Consider the collection of rectangles with a vertex at $(1,0)$ and the other lying on $ y = cx^2 $ for some $c > 0$ and $0 \leq x \leq 1$. Find the rectangle with maximal area.
So I named the height as $y$ and width as $x$ and the area formula became $ A = xy$. Then I use the given equation $y=cx^2$ to sub in y in the area formula and I got $A = x\cdot cx^2$ which became $A = cx^3$. Then I took the derivative to find the max area and I got $A' = 3cx^2$. When I tried to make it equal to $0$, only critical point is $x = 0$ and it doesn't make sense since a rectangle's width cannot be $0$.

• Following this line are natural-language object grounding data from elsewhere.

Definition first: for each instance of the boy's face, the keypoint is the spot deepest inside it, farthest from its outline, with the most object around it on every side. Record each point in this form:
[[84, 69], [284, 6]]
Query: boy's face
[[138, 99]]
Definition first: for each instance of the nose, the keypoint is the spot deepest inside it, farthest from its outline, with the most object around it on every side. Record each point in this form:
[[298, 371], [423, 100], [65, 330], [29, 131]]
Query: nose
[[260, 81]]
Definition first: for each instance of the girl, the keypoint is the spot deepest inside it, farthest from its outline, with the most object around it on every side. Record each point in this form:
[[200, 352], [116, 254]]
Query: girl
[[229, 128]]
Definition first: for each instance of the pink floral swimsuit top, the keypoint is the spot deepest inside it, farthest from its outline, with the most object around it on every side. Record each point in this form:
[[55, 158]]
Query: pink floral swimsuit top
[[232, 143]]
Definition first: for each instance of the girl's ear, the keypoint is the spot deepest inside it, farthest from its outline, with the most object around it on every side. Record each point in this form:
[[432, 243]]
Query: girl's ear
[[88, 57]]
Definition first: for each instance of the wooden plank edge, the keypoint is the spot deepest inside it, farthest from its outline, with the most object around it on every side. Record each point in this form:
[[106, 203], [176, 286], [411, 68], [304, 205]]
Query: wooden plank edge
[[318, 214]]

I don't know where I am making a mistake, so please help me. Thank you in advance.
I assume that sides of the rectangle are parallel to axis. Then the desired area is:
$$ A(x)=cx^2|x-1|=cx^2(1-x)$$ The equality goes from the fact that $x\in(0,1)$.

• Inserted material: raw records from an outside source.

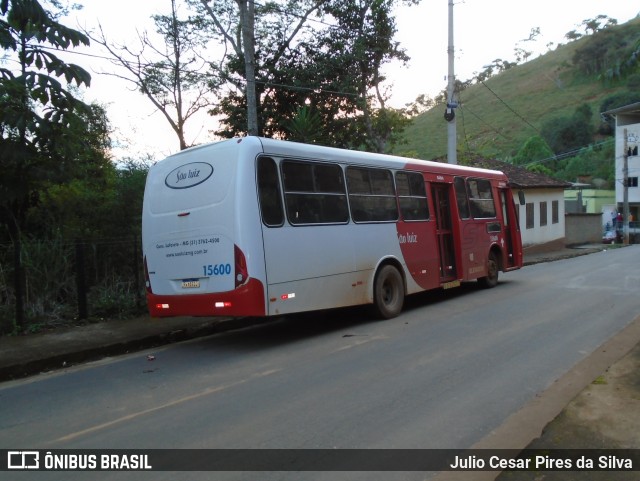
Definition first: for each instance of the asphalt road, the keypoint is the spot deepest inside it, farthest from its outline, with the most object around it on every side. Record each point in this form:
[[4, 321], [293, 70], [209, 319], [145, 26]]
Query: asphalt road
[[444, 374]]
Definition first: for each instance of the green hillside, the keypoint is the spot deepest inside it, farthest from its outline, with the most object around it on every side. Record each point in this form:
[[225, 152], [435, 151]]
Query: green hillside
[[495, 119]]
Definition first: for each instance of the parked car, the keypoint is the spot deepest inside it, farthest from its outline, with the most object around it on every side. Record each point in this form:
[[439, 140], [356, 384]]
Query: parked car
[[611, 237]]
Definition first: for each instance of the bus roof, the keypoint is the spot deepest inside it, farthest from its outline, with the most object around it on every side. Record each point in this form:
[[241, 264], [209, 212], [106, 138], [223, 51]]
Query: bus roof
[[285, 148]]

Then taking the derivative $$A'(x)=2cx(1-x)-cx^2$$
The derivative is zero iff $$2cx(1-x)-cx^2=cx(2-3x)=0$$ Then for $x=\frac{2}{3}$ the area is maximal (you can take the second derivative to see that it is indeed a maximum).
EDIT: To your solution, you mistakenly took the length of the $x$-axis side to be $x$, but it is $|x-1|$.